Gambaran politik itulah yang mungkin menjadi jawaban, kenapa Sandiaga lompat pagar ke PPP sementara Erick Thohir coba menggunakan jaringan anak-anak muda NU, yang pada akhirnya dinobatkan sebagai anggota Barisan Ansor Serbaguna (Banser), dan sebagai ketua panitia Harlah seabad NU di Sidoarjo, Jawa Timur. Kira-kira Erick Thohir “di NU-kan.”
Artinya diduga dua tokoh (Sandiaga dan Erick) ingin mencoba mengambil klaim “Islam” dalam kontestasi pilpres yang selalu beraliran Nasionalis – Religius.
Apalagi hal ini ditegaskan oleh Megawati ketika menyematkan peci kepada Ganjar, Mega mengatakan bahwa peci/songko tersebut adalah simbolis Nasionalis-Religius sebagaimana pemikiran sang ayah, Sukarno.

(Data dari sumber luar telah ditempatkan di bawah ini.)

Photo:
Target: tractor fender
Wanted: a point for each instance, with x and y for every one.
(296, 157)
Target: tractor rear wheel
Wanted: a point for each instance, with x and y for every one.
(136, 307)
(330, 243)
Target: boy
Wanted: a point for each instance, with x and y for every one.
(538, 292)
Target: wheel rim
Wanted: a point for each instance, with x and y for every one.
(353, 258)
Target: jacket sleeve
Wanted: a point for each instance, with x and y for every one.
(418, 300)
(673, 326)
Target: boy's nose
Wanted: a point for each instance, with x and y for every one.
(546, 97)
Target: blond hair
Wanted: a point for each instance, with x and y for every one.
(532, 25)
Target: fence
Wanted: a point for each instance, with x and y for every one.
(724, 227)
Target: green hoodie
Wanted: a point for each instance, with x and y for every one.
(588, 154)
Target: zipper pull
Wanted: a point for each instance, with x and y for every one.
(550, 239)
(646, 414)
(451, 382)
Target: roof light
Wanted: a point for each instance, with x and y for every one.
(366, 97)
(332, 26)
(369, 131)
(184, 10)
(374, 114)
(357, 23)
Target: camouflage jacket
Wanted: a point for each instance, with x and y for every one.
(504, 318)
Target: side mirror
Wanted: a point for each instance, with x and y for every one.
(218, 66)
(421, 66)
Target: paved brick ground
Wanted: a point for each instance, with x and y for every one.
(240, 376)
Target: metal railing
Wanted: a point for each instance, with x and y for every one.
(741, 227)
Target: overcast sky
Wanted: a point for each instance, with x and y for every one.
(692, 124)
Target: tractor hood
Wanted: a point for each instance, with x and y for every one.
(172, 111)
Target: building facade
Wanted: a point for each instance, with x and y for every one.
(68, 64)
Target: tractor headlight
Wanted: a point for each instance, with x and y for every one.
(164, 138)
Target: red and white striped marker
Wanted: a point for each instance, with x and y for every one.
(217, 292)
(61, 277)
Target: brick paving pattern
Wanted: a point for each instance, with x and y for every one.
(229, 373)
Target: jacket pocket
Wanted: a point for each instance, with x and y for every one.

Dengan demikian, bisa jadi para oligarki membidik “kepentingan” pada capres Ganjar Pranowo.
Skenario ini sebenarnya hampir saja buyar, ketika nama Imam Besar Masjid Istiqlal, Nasaruddin Umar sempat mencuat dalam hitungan 2-3 pekan.
Namun jika dibaca bisa jadi, ada pihak yang mencoba melempar nama Nasaruddin Umar hanya untuk sekadar “mengecek pasar.”